Tuesday, 31 May 2011

Hello!

Hi ya! My name's Mark Sperry, I'm a builder based In Hinckley, Leicestershire.

I have been in the building trade for 27years. I started bricklaying for a local building company constructing commercial properties. During the 'Thatcher'-era, people were encouraged to go self-employed, so that's what I did and having just bought our first property, every little of extra cash really helped.

At that point I was asked by a former site foreman to sub-contract on bricklaying on extensions with him and his business partner. We had a great working relationship and enjoyed many years of keeping busy, serving lots of customers, enhancing properties, but then the recession hit in the early nineties and work dried up.
We then had to part company and I had to recommence generating my own work, doing small jobs and working occasionally on building sites. Times were tough with a constant uncertainty, but it's times like this that help you in the long-term. You become more focused on what you really want to do and either make or break, I stuck with it.
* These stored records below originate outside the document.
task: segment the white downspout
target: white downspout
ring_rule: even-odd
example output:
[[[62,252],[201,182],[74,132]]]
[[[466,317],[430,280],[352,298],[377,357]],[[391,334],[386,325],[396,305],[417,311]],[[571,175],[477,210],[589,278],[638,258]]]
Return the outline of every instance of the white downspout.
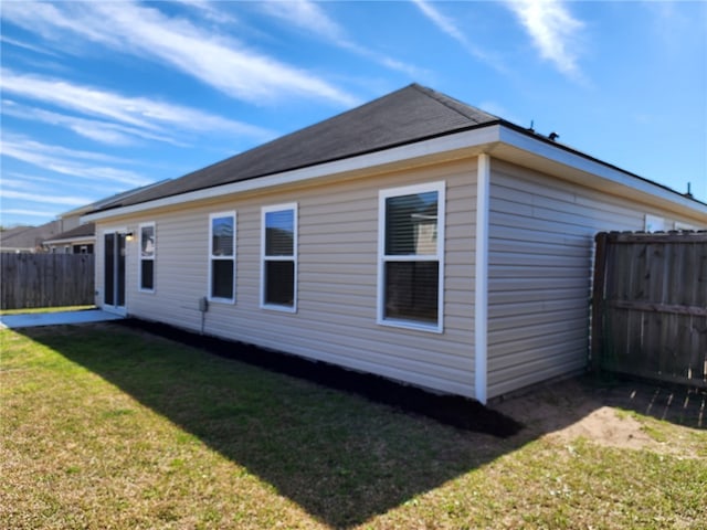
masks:
[[[486,403],[488,339],[488,198],[490,157],[478,156],[476,177],[476,280],[474,285],[474,374],[476,399]]]

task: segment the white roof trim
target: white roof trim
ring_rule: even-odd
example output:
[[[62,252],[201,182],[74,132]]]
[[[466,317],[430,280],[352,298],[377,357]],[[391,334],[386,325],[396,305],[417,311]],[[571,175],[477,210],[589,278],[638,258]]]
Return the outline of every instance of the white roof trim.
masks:
[[[139,204],[89,213],[82,216],[82,222],[103,221],[115,216],[140,213],[156,208],[167,208],[186,202],[214,199],[226,194],[293,184],[312,179],[331,177],[339,173],[400,163],[423,157],[441,155],[453,156],[454,151],[468,152],[474,149],[484,149],[492,156],[500,155],[499,158],[504,158],[504,148],[507,147],[538,157],[538,159],[547,159],[562,166],[569,166],[570,168],[599,177],[604,181],[622,188],[641,191],[657,199],[659,202],[668,202],[673,205],[679,205],[682,209],[687,209],[693,212],[693,214],[707,215],[707,204],[701,204],[682,197],[677,192],[668,191],[656,183],[642,180],[639,177],[632,176],[618,168],[613,168],[604,162],[592,160],[591,158],[581,156],[578,152],[564,149],[560,146],[553,146],[507,126],[496,124],[393,147],[381,151],[354,156],[333,162],[324,162],[317,166],[190,191]]]

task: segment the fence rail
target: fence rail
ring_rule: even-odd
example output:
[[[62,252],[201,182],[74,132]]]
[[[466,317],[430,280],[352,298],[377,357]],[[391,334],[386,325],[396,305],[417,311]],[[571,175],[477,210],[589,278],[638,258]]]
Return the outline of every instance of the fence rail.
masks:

Then I was asked by my first ever employers to sub-contract on new builds and commercial developments, which was a good time, but I also started to get restless and wanted to go self-employed again to build my own path going forward and started to do extra work before I could 'go it alone' again.

10 years on, I still love what I'm doing and I haven't looked back.

As well as building homes for families and constructing better environments for people to work in, I have also built my own beautiful family with Rachel my wife and our two daughters Chloe and Betsy. To make the family unit complete, there's Dillon our handsome chocolate Labrador (Did you know that they have webbed paws?)


 Rachel and me!

 Betsy and Chloe - They'll kill me when they see this!

 Dillon, webbed paws out of shot.

This builders staple diet.

Monday, 23 May 2011

A walk in the park?

I consider myself lucky to live opposite a beautiful park and enjoy taking my dog Dillon over there most days, to walk round it's mini golf course, bowling green and tennis courts which are sat amongst well maintained and beautiful flowerbeds.
Recently one evening I was pleasantly surprised to see a young lad digging over the borders, while waiting for Dillon to catch up I watched him stand back and proudly admire the work he had achieved. Most nights I see him pottering around tending to the gardens, but I think his actual job is working on the kiosk.

As there is such a lack of apprenticeships throughout all of our industries I hope he has the determination to push himself into what he wants to do and not be another youngster who's talents aren't utilised to their fullest for his own fulfillment and contributing to society, he's clearly making a good start.




Sunday, 22 May 2011

Tradition versus contemporary..

After watching the new art center and home for the art college being developed not far from my own house, I can't help but notice how little brickwork there is, especially when compared to when I was working on commercial builds, bricklaying around twenty years ago. Back then it was all brickwork/block work with the occasional bit of cladding from the tops of doors to the roof line.
I now look at this very modern development it's bright yellow render and contemporary cladding that changes colour depending upon the angle you approach the building from and it has quite a significant mass of glass at the ground floor level, more akin to a city development, than a small town.

Being a bit of a traditionalist, I initially struggled at first to except this modern concoction, but as time has gone by and the building has come together, I really enjoy looking at it and feel it will breathe some much needed life into this small town.

I genuinely look forward to seeing its completion.

I now work mostly on domestic buildings, new-builds, extensions and alterations, but this building does make me wonder how the domestic market will develop too. For example, will the traditional extension where we build it as sympathetically as possible with the original building slowly make way for a more modern look?